Quotidien
Friday, 19 June 2026
SOURCES QUOTIDIENNES - HÉBREU
[90328] Tsahal répond aux violations du cessez-le-feu au Liban : frappes intensives en profondeur et dans le sud du pays
Tsahal a lancé une opération de frappes intensives au Liban à la suite de violations répétées du cessez-le-feu par le Hezbollah, incluant l'attaque de quartiers généraux dans la Bekaa et l'élimination de dizaines de terroristes dans le sud du Liban.
Tsahal intensifie la puissance de feu au Liban en réponse aux violations du cessez-le-feu
Suite à ce qui est qualifié de « violations répétées » de l'accord de cessez-le-feu par l'organisation terroriste Hezbollah, Tsahal - Chaîne officielle rapporte que ses forces ont attaqué des dizaines de cibles dans le sud du Liban et dans la région de la Bekaa au cours de la nuit et de la matinée. Selon la mise à jour, des dizaines de terroristes ont été éliminés lors des frappes et de nombreuses infrastructures terroristes ont été détruites.

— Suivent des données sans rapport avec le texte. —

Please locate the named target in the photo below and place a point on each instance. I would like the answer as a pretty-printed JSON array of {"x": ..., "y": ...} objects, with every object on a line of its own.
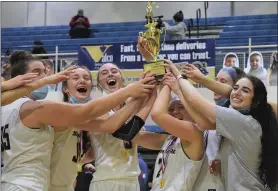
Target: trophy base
[{"x": 156, "y": 68}]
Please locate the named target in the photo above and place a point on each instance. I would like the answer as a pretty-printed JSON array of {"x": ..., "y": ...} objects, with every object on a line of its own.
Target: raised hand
[
  {"x": 141, "y": 88},
  {"x": 193, "y": 73},
  {"x": 144, "y": 49},
  {"x": 20, "y": 80},
  {"x": 61, "y": 76},
  {"x": 170, "y": 80},
  {"x": 172, "y": 68}
]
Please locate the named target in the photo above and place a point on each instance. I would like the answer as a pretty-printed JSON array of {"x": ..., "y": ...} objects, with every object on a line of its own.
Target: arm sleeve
[
  {"x": 231, "y": 124},
  {"x": 129, "y": 130}
]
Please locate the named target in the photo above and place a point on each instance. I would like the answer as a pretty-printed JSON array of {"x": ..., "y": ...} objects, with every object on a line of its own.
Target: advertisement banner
[{"x": 200, "y": 52}]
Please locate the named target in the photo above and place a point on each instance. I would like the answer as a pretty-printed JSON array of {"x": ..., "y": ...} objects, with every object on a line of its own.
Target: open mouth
[
  {"x": 236, "y": 100},
  {"x": 111, "y": 82},
  {"x": 82, "y": 90}
]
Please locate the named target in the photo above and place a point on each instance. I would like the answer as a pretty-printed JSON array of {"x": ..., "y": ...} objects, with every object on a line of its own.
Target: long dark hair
[{"x": 263, "y": 113}]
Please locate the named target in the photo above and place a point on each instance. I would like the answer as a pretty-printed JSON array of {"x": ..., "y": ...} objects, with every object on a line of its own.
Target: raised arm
[
  {"x": 26, "y": 88},
  {"x": 183, "y": 129},
  {"x": 113, "y": 122},
  {"x": 149, "y": 140},
  {"x": 129, "y": 130},
  {"x": 172, "y": 82},
  {"x": 196, "y": 75},
  {"x": 196, "y": 100},
  {"x": 36, "y": 114}
]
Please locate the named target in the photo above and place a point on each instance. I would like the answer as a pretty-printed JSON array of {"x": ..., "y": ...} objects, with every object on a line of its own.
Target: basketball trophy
[{"x": 152, "y": 36}]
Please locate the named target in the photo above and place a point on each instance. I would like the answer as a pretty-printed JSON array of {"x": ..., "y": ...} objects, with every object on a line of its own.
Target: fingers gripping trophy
[{"x": 151, "y": 38}]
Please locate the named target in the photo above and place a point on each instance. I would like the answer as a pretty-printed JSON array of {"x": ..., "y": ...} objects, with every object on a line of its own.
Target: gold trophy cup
[{"x": 152, "y": 36}]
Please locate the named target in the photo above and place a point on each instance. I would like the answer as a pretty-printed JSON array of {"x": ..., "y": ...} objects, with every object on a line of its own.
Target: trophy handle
[
  {"x": 141, "y": 34},
  {"x": 163, "y": 29}
]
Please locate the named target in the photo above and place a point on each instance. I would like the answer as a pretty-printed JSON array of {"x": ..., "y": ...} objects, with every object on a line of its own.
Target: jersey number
[{"x": 5, "y": 140}]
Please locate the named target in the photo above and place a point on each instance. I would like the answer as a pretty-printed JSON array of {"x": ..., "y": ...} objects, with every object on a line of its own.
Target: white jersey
[
  {"x": 63, "y": 170},
  {"x": 206, "y": 180},
  {"x": 25, "y": 152},
  {"x": 112, "y": 160},
  {"x": 180, "y": 172}
]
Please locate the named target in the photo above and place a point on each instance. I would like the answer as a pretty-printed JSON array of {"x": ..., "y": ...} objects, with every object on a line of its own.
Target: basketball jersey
[
  {"x": 180, "y": 172},
  {"x": 26, "y": 152},
  {"x": 206, "y": 180},
  {"x": 63, "y": 170},
  {"x": 112, "y": 160}
]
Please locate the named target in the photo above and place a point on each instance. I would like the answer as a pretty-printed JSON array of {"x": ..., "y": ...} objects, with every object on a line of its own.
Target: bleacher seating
[{"x": 228, "y": 31}]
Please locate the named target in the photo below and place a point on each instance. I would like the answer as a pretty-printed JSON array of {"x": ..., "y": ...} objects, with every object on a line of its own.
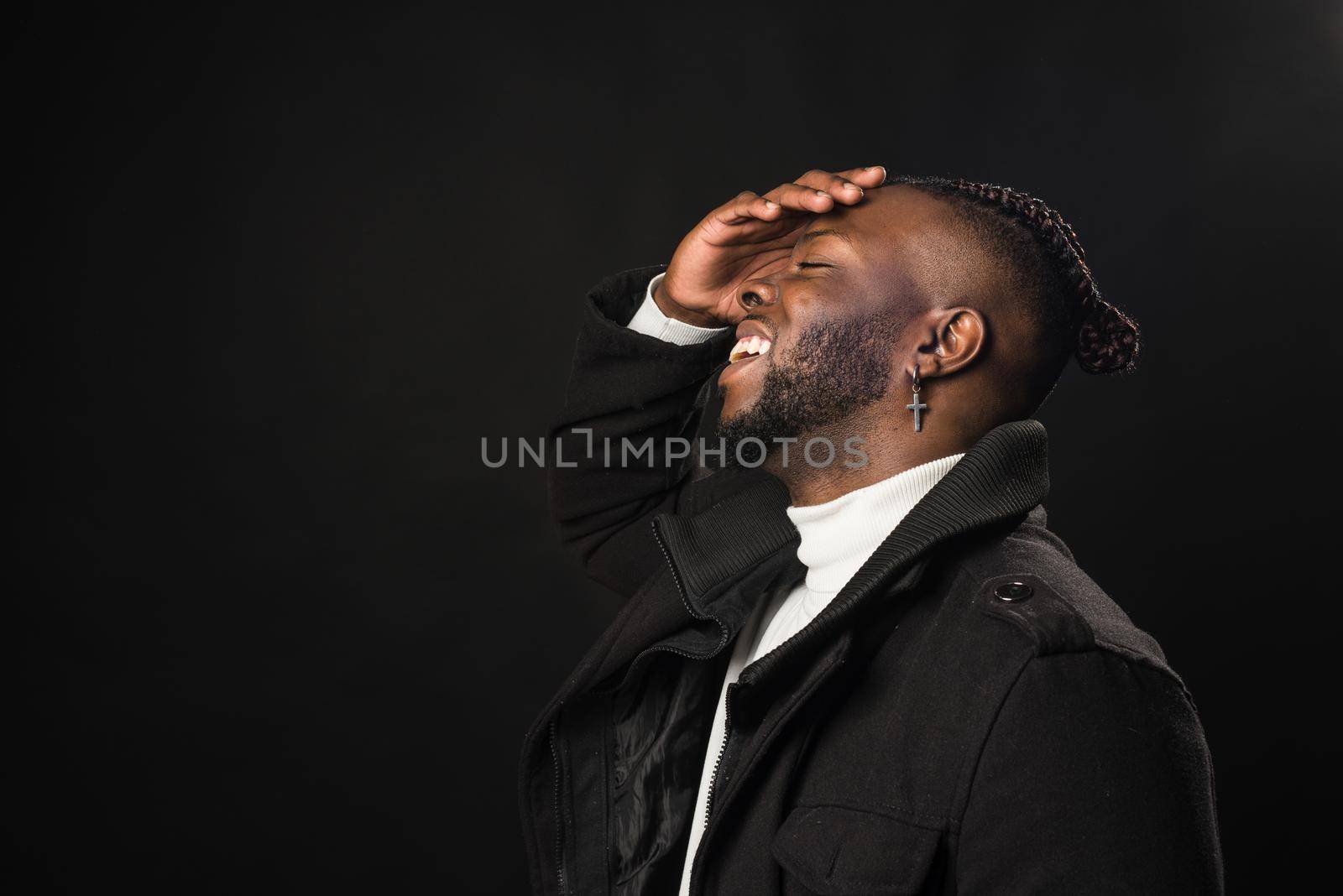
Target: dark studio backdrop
[{"x": 279, "y": 629}]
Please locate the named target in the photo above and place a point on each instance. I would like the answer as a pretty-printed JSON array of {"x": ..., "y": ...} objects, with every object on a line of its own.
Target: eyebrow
[{"x": 817, "y": 235}]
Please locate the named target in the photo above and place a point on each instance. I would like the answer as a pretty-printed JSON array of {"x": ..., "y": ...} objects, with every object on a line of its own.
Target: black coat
[{"x": 971, "y": 712}]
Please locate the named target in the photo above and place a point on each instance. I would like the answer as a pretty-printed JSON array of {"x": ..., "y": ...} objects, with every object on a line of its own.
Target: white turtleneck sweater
[{"x": 837, "y": 539}]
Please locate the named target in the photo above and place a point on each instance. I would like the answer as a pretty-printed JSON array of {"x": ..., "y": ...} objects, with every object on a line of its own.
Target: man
[{"x": 880, "y": 674}]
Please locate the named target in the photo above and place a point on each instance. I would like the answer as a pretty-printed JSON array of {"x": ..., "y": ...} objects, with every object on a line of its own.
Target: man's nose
[{"x": 755, "y": 294}]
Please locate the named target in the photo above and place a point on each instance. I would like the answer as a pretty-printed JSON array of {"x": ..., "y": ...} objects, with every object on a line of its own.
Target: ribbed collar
[{"x": 839, "y": 535}]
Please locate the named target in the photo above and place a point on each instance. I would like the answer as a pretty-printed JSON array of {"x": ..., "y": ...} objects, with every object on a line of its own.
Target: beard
[{"x": 836, "y": 369}]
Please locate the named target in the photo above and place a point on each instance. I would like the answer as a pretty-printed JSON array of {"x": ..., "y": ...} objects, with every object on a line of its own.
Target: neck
[{"x": 890, "y": 451}]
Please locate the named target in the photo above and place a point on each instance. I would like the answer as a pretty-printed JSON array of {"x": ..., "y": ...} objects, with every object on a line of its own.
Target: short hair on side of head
[{"x": 1049, "y": 273}]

Étendue de l'activité et réactions sur le terrain
Selon les rapports du Cabinet politico-sécuritaire - Moriah Asraf & Doron Kadosh, Tsahal a mené une frappe exceptionnelle à environ 85 km de profondeur à Baalbek, une zone qui n'avait pratiquement pas été attaquée ces derniers mois. Parallèlement, les forces terrestres continuent d'opérer dans le sud du Liban, en mettant l'accent sur la destruction d'infrastructures souterraines stratégiques dans la région de Beaufort, comme rapporté dans Epoch - Magazine.
Critiques de la part de responsables de droite et d'analystes militaires
Les rapports en provenance du terrain ont suscité de vives critiques de la part d'analystes et de politiciens critiquant la gestion du gouvernement. L'analyste des affaires de sécurité Or Fialkov a attaqué l'échelon politique, affirmant que les actions sont arrivées avec une semaine de retard et que le gouvernement a « lié les mains de l'armée » pour des considérations politiques et par peur de la pression américaine. À l'opposé, le député Amit Halevi a appelé à un changement d'approche stratégique, soutenant que « le missile ou le drone n'est pas l'ennemi », et qu'il faut frapper les infrastructures gouvernementales et économiques du Hezbollah pour obtenir une décision.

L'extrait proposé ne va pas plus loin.